In "little things please little minds" news, both of my new walking sticks bear the following sticker. They never fail to raise a smile:

Not only do I love the idea of the CEO of the company chuckling to himself when he thought if it (is it a tribute or a wry bit of mockery?), it also always reminds me "Mick Hucknall's Pink Pancakes". 

This is a fictional (for the moment) recurring programme from Charlie Brooker's masterful "TV Go Home": 
  • Mick Hucknall's Pink Pancakes, in which Mick Hucknall of Simply Red fame presses his testicles against various transparent surfaces, including shop windows, glass coffee tables and Chinese riot shields. Briefly succeeded by Mick Hucknall's Spud Tip Challenge, in which he quite simply balanced a baby new potato on the end of his penis.
Neither big nor clever, but you have to get your laughs when you can, right? 

Saturday, 20 February 2016

illness, fatigue, depression

So those are the headlines! They're particularly annoying because when I last wrote I was at a three-day residential seminar on organisational development.

Which was, despite appearances, BRILLIANT.

This is due to four facts:
  • The women leading the course, and all the other attendees, were amazingly knowledgeable and inspiring.
  • The food was frankly ASTOUNDING.
  • Working in the cultural sector is excellent.
  • I'm actually *sotto voce* pretty good at my job.
I came back feeling totally inspired and re-energised (so much so that my dad asked if I was on drugs).
So it was particularly annoying that since then we got well and truly into the intra-family lurgy relay. Which led into the next two items on that list.

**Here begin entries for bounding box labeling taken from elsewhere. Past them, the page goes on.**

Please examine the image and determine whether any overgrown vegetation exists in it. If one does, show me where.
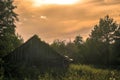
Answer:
[36,64,120,80]
[0,0,120,80]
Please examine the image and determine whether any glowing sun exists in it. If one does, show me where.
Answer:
[32,0,80,6]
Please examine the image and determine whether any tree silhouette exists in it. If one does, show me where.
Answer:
[0,0,22,57]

To cheer myself up I read a book my brother bought for me, Do No Harm by Henry Marsh.

Henry Marsh is a neurosurgeon, and the book is a collection of various stories from his career. Some of it is fairly graphic - his day job is spent slicing the tops off of people's heads, rummaging around inside and cutting out bits which are life-threatening, hopefully but not always without doing any lasting damage.

Mr Marsh has spent much of his career at the very top of his game but there are stories of patients who have been wrecked by surgery, sometimes at his hand. Even then he writes with a real sense of wonder at the magic which is the human brain:
I look down my operating microscope, feeling my way downwards through the soft white substance of the brain, feeling for the tumour. The idea that my sucker is moving through thought itself, through emotion and reason, that memories, dreams and reflections should consist of jelly, is simply too strange to understand.
I've always been the sort of person who can watch operation footage of pretty much any kind (I really can't stomach anything to do with the eyes, however) so the more graphic aspects didn't bother me.

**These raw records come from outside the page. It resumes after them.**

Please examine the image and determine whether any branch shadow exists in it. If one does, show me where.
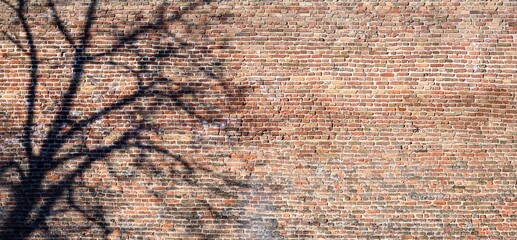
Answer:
[0,0,253,239]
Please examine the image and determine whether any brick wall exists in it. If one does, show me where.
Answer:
[0,0,517,239]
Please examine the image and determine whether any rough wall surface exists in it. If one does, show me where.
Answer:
[0,0,517,239]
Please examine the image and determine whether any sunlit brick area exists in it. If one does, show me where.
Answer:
[0,0,517,240]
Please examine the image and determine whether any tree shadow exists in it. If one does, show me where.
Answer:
[0,0,253,239]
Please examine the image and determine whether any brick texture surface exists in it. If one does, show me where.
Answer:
[0,0,517,239]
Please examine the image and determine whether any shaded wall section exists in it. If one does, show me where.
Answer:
[0,0,517,239]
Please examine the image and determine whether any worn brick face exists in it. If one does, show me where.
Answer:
[0,0,517,239]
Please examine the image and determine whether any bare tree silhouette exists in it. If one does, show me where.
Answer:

It's a great book (although on a couple of occasions, he and his fellow doctors refer to MS in a way which made it sound like they thought it was a fate worse than a brain tumour, which was surprising to me. I know it's not a walk in the park but, y'know, I'm trying to keep my morale up over here).

Anyway, long story short - it made me realise that I've never seen the images from either of my two MRIs. Part of me REALLY wants to see them, although I hope it wouldn't kick in my latent hypochondria and make even more symptoms rise up.

So my question to you - have you seen your scans? How did it make you feel? Would you recommend it?

I don't know what I'd hope to acheive by seeing them, if anything. But knowing that somebody else has seen them is kind of weird. It's MY brain, after all.

TOP FACT I learned: the brain feels no pain. It's the engine which processes and translates feelings of pain from around the body but it actually contains no nerve endings. Which is why many brain operations can be done under a local anaesthetic.